Sekretaris DPD Barisan Merah Putih (BMP) Provinsi Papua Tengah, Didimus O. Yaku, usai acara, menyampaikan, “Kegiatan ini bertujuan untuk memberikan ruang bagi masyarakat untuk berbicara dan memberikan pendapat mereka tentang peralihan Papua ke dalam NKRI pada 1 Mei 1963.”
Dalam wawancara dengan awak media, Didimus Yaku menjelaskan bahwa diskusi publik ini adalah upaya untuk menghadirkan ruang demokrasi yang lebih konstruktif.
“Kami ingin memberikan kesempatan bagi teman-teman pemuda dan organisasi masyarakat untuk berdiskusi tanpa adanya ujaran kebencian, dengan mendasarkan argumen pada data dan fakta yang ada,” katanya.

Acara ini juga menyediakan akses melalui live chat dan live streaming di RRINET Nabire untuk memberikan kesempatan bagi masyarakat yang tidak dapat hadir langsung.
“Kami membuka ruang demokrasi ini agar diskusi bisa berjalan secara bermartabat, beretika, dan bebas dari ancaman atau provokasi,” tambah Yaku.
Peserta dalam kegiatan ini berasal dari berbagai elemen masyarakat, termasuk perwakilan mahasiswa, pemuda, organisasi kebemudaan, serta tokoh adat dan perempuan. Dengan partisipasi yang luas, acara ini menciptakan forum yang inklusif bagi semua pihak untuk berbagi pandangan dan membahas masa depan Papua Tengah dengan lebih baik.
“Diskusi ini sangat penting, karena kita sebagai pelanjut dari sejarah, harus tahu bagaimana melanjutkan pembangunan di Papua Tengah yang lebih bermartabat, adil, dan sejahtera,” ujar Yaku.

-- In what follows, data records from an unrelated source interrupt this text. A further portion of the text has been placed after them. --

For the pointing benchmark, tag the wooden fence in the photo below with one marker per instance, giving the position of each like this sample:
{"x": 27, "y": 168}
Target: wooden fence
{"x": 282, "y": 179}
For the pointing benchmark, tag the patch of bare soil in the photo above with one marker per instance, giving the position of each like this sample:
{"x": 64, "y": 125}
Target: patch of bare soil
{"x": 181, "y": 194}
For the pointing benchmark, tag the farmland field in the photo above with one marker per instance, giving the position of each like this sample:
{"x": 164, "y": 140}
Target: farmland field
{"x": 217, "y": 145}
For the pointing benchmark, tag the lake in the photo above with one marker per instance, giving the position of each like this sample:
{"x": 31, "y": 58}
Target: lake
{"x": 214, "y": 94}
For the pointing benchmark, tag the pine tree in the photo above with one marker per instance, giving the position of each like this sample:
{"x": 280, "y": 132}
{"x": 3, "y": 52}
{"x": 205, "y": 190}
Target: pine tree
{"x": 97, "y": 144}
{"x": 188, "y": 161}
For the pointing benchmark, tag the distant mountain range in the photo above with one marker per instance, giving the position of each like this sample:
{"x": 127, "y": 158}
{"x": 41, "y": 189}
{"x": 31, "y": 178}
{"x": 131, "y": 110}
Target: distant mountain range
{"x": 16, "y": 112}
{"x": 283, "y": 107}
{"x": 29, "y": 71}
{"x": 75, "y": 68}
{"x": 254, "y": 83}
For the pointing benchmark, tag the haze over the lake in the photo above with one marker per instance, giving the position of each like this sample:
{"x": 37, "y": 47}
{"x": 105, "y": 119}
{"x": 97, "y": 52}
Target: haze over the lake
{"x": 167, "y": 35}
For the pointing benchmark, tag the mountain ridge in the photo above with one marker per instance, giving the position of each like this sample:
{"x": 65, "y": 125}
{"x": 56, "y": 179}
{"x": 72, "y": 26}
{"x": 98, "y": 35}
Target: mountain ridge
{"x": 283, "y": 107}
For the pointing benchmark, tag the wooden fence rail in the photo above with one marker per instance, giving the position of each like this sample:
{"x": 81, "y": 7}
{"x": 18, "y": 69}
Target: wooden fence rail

Melalui diskusi ini, Yaku berharap agar masyarakat Papua Tengah mendapatkan literasi dan edukasi yang dibutuhkan untuk membangun daerah ini dengan lebih baik, baik dalam bidang usaha, pemerintahan, maupun pendidikan.
“Kami ingin agar masyarakat dapat membangun Papua Tengah secara lebih baik dan transparan, dan berharap hal ini dapat menjadi kontribusi positif bagi pembangunan jangka panjang,” lanjutnya.
Kegiatan ini merupakan bagian dari program kerja jangka pendek DPP Barisan Merah Putih (BMP), yang telah disusun sejak Munas sebelumnya.
“Kami telah mengusulkan acara ini sebagai bagian dari program kerja kami, dan sangat senang dapat melaksanakannya pada 1 Mei 2025, yang juga bertepatan dengan peringatan Hari Buruh Internasional,” jelas Yaku.
Diskusi ini tidak hanya berfokus pada sejarah, tetapi juga pada masa depan Papua Tengah. Yaku mengajak masyarakat untuk berperan aktif dalam membangun daerah ini dengan lebih baik, berbasis pada semangat persatuan dan pembangunan yang inklusif.
Barisan Merah Putih (BMP) adalah organisasi yang memiliki peran aktif dalam membangun masyarakat di Papua, dengan fokus pada pemberdayaan pemuda, pembangunan ekonomi, dan peningkatan partisipasi demokrasi.